Broward County School Board files lawsuit

Broward County Public Schools files lawsuit against HB 7069

Broward County School Board files lawsuit against HB 7069

On Monday, the School Board of Broward County joined 12 other Florida school boards in filing a lawsuit challenging portions of House Bill (HB) 7069 which Governor Rick Scott signed into law in June 2017.


“Our School Board authorized us to bring this lawsuit forward to protect the school boards and the citizens’ constitutional right to local control of public education,” said Superintendent Robert W. Runcie. “We strongly believe there are several aspects of 7069 that disregard the mandate of the Florida Constitution in ways that would fundamentally alter and undermine public education. Although we are focused on the challenges of the moment, which means addressing the various deficiencies in 7069, our long-term perspective remains dedicated toward advocating for sufficient education funding that ensures the success of all children attending public schools – traditional and charter.”


The School Board opposes the following named provisions under this new law:

  • District school boards are mandated to share a portion of their discretionary capital outlay millage revenues with charter schools regardless of the need.

o   Corporate charter schools can take property taxes from local school boards to build and/or renovate schools they own and operate for-profit. If the charter school ceases to operate, the taxpayers do not recoup the buildings.
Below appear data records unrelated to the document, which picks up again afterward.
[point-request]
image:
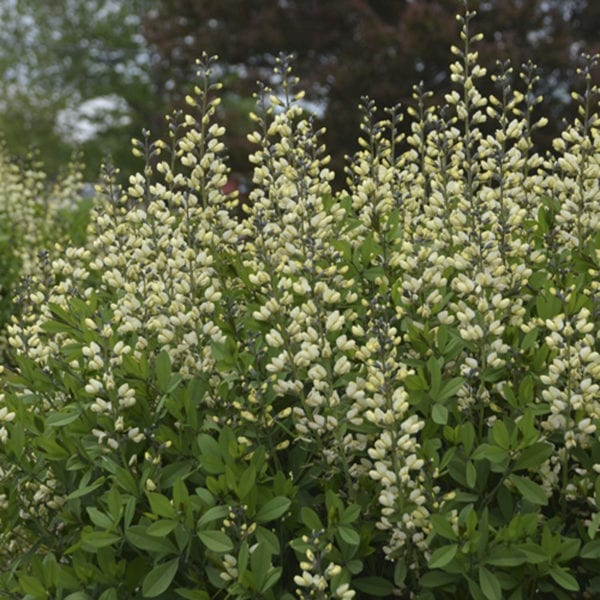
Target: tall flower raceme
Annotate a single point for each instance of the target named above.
(390, 391)
(35, 214)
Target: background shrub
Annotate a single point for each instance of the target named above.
(389, 391)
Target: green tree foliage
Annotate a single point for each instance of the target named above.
(369, 47)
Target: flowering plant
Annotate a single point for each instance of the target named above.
(390, 391)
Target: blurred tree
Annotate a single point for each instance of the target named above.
(380, 48)
(75, 73)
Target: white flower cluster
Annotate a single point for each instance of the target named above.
(338, 319)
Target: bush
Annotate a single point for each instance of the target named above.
(35, 214)
(389, 392)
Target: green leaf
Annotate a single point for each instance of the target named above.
(350, 514)
(490, 586)
(139, 537)
(534, 552)
(434, 366)
(247, 481)
(506, 558)
(33, 586)
(467, 436)
(87, 489)
(99, 518)
(98, 539)
(591, 550)
(192, 594)
(442, 528)
(377, 587)
(216, 541)
(494, 454)
(564, 579)
(273, 509)
(163, 370)
(533, 456)
(62, 418)
(310, 518)
(260, 561)
(243, 556)
(212, 514)
(159, 579)
(470, 474)
(439, 414)
(349, 535)
(442, 556)
(162, 527)
(531, 491)
(272, 578)
(500, 435)
(450, 388)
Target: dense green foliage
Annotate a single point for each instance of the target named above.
(391, 391)
(35, 214)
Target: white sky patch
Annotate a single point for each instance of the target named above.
(84, 122)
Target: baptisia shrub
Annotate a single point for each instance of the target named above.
(35, 214)
(391, 391)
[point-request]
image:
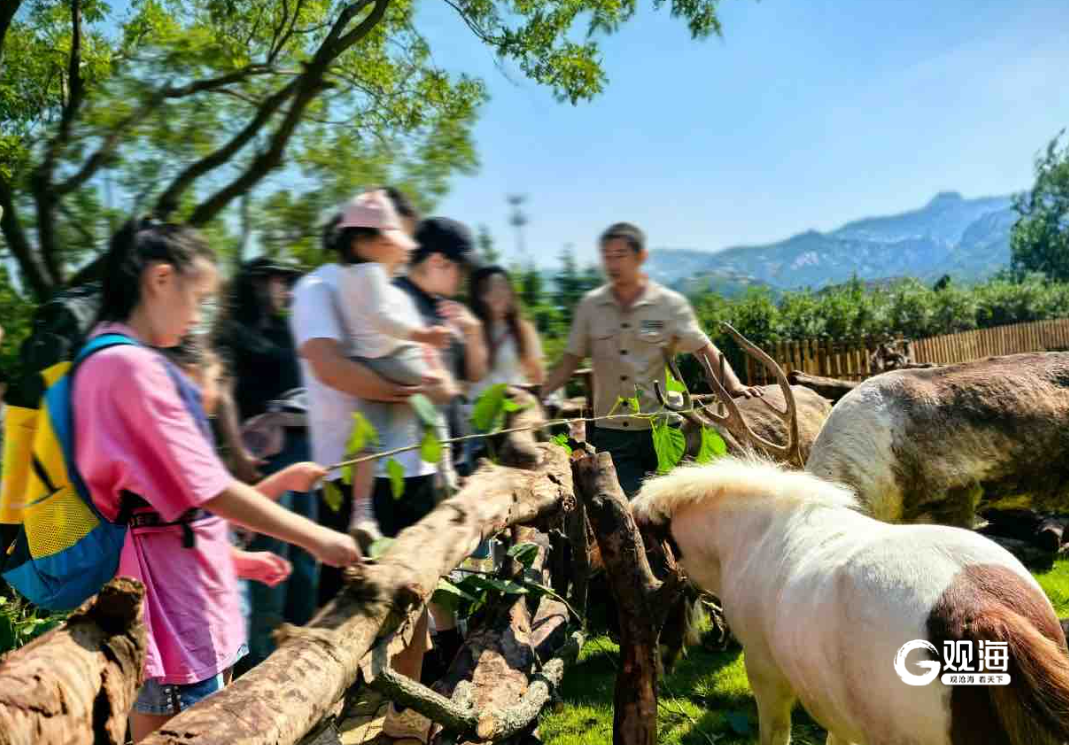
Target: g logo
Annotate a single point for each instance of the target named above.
(930, 665)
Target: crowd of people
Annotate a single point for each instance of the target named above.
(233, 538)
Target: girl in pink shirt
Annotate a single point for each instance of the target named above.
(142, 441)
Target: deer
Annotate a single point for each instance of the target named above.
(827, 603)
(783, 412)
(943, 444)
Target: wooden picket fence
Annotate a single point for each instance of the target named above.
(848, 359)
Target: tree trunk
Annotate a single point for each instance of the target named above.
(77, 683)
(1044, 531)
(285, 696)
(641, 601)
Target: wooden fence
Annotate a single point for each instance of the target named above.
(849, 359)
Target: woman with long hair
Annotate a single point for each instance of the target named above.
(512, 342)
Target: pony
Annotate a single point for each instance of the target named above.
(823, 598)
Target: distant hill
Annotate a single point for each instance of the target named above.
(967, 238)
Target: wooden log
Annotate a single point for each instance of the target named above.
(579, 547)
(829, 387)
(285, 696)
(1044, 531)
(77, 683)
(498, 652)
(495, 726)
(641, 601)
(520, 449)
(1029, 554)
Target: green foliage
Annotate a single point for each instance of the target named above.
(21, 622)
(16, 314)
(489, 410)
(1040, 238)
(669, 444)
(362, 435)
(561, 439)
(524, 553)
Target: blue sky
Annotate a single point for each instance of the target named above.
(806, 114)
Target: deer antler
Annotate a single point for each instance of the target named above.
(686, 408)
(733, 419)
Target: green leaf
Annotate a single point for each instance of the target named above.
(378, 547)
(506, 586)
(671, 384)
(449, 595)
(669, 444)
(396, 471)
(712, 446)
(489, 407)
(739, 722)
(430, 449)
(362, 434)
(332, 495)
(511, 406)
(427, 412)
(561, 439)
(524, 553)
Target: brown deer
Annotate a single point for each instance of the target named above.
(939, 445)
(785, 413)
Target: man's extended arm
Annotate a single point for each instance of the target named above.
(560, 374)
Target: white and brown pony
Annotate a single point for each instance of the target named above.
(822, 598)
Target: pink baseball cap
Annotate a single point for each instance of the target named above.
(375, 210)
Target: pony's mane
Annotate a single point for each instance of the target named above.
(737, 478)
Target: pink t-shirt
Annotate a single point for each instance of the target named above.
(134, 433)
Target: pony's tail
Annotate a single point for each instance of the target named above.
(1034, 708)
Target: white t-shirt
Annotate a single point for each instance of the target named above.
(315, 315)
(378, 315)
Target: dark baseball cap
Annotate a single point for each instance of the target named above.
(446, 236)
(265, 266)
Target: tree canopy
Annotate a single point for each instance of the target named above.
(1040, 238)
(188, 108)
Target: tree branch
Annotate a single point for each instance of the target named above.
(32, 272)
(8, 11)
(168, 202)
(308, 87)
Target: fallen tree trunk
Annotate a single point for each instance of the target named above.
(831, 388)
(1042, 530)
(1029, 554)
(641, 601)
(285, 696)
(77, 683)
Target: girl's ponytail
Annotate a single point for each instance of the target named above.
(139, 243)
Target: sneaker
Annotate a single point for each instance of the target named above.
(406, 725)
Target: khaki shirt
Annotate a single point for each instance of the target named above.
(625, 346)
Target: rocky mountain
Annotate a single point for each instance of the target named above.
(967, 238)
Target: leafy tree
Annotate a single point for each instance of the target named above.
(183, 107)
(1040, 238)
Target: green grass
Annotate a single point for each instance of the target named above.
(706, 699)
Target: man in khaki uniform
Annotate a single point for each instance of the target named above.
(624, 327)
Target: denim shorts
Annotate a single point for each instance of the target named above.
(168, 699)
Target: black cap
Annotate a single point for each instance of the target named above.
(445, 236)
(265, 266)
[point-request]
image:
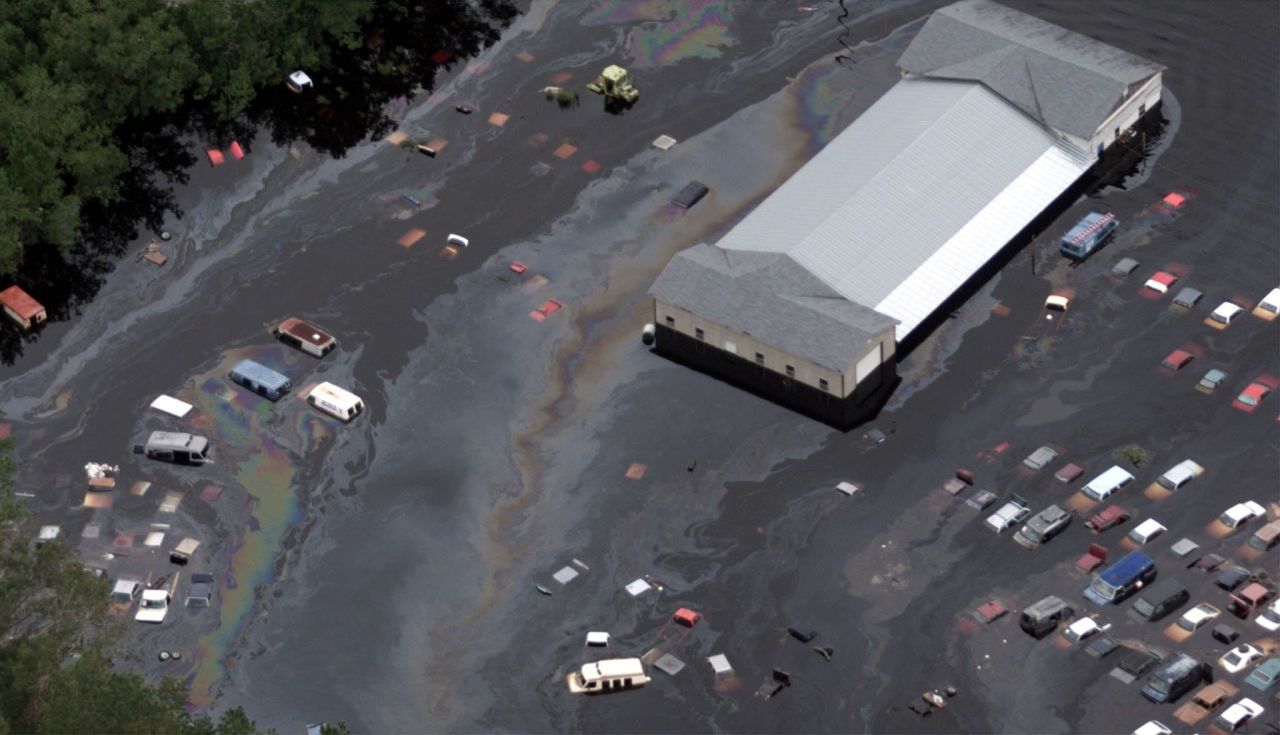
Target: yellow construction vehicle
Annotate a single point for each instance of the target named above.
(615, 83)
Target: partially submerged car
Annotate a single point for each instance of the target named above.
(1179, 475)
(201, 589)
(1249, 599)
(1136, 666)
(1161, 282)
(1107, 517)
(1043, 526)
(1083, 629)
(1270, 617)
(1040, 457)
(990, 612)
(1176, 360)
(1265, 676)
(1270, 305)
(1198, 616)
(1146, 532)
(1106, 484)
(1238, 715)
(1249, 398)
(1239, 658)
(1239, 514)
(1221, 316)
(1207, 699)
(1009, 515)
(154, 606)
(1069, 473)
(306, 337)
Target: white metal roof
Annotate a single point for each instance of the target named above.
(914, 196)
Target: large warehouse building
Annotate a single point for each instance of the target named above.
(996, 118)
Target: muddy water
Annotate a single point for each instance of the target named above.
(383, 573)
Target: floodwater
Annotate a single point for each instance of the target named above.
(383, 573)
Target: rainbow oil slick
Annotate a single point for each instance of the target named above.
(263, 455)
(668, 32)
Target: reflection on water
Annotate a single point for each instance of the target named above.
(264, 443)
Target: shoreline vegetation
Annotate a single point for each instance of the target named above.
(108, 105)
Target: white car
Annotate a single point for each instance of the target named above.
(1083, 629)
(1009, 515)
(1270, 305)
(1225, 313)
(1237, 515)
(1239, 658)
(1270, 617)
(1196, 617)
(1238, 715)
(154, 607)
(1143, 533)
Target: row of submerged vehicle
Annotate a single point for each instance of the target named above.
(184, 448)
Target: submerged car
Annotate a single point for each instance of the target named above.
(1239, 658)
(1211, 380)
(1196, 617)
(1249, 398)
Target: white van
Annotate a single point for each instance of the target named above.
(609, 675)
(1270, 305)
(337, 402)
(1179, 475)
(1107, 483)
(1146, 530)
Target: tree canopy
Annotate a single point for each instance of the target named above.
(103, 99)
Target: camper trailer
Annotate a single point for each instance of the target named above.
(179, 448)
(611, 675)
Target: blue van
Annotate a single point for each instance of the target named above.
(1121, 579)
(260, 379)
(1088, 234)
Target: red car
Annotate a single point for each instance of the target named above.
(1109, 517)
(1176, 360)
(1249, 398)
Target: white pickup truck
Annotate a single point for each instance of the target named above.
(1009, 515)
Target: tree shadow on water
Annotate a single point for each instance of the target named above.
(405, 46)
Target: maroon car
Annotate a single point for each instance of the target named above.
(1107, 517)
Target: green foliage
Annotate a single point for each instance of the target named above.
(88, 88)
(1134, 455)
(55, 643)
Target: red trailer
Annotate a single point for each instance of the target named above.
(22, 307)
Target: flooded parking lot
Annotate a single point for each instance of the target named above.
(384, 571)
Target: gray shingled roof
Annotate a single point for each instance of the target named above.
(1068, 81)
(772, 298)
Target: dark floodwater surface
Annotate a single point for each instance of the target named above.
(384, 571)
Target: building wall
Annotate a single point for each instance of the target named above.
(746, 347)
(1127, 117)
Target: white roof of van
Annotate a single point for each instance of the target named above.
(336, 395)
(613, 667)
(1183, 470)
(1116, 474)
(1147, 528)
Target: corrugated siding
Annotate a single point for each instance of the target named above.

  • District school boards are forced to surrender their Constitutional authority to operate, control, and supervise the local public schools in their respective jurisdictions.

o   This provision allows a charter school to open without the locally elected district school board having authority to ensure that it is efficient, safe, secure or of high quality for its students.


  • District school boards are improperly restricted in their federal authority over Title I funds.

o   This provision threatens services to support the needs of students in poverty. It limits the ability of a school district to provide districtwide services such as summer reading programs, tutoring and parental engagement initiatives.


  • District school boards are mandated to enter into a standard charter contract with charter school operators.

o   This mandates the use of standard “one size fits all” contracts with terms forced upon a local district school board by the state and by unelected charter school operators.

o       An authorized charter school systems may serve as local education agencies in direct competition with public school districts.

o   It allows charters to operate as public schools over which the local electorate that is funding them has no authority to change leadership or influence policy.


·       “Schools of Hope” program was created.

o   A School of Hope is a charter school that can be built to address various needs in low-income neighborhoods but, the for-profit charter schools don’t have to serve that community and they don’t have to hire certified teachers.


The legal challenge centers on whether the law oversteps the School Board’s constitutional authority to oversee its local district. It also addresses whether it is legal to force a district to share capital dollars with charter schools.

Due to the public importance to these issues, the 13 school districts participating in the lawsuit have petitioned the Court for an immediate review and requested the challenged provisions be deemed unconstitutional and not be permitted to be implemented. Once a judge has been assigned to the lawsuit, the 13 districts look forward to a speedy resolution.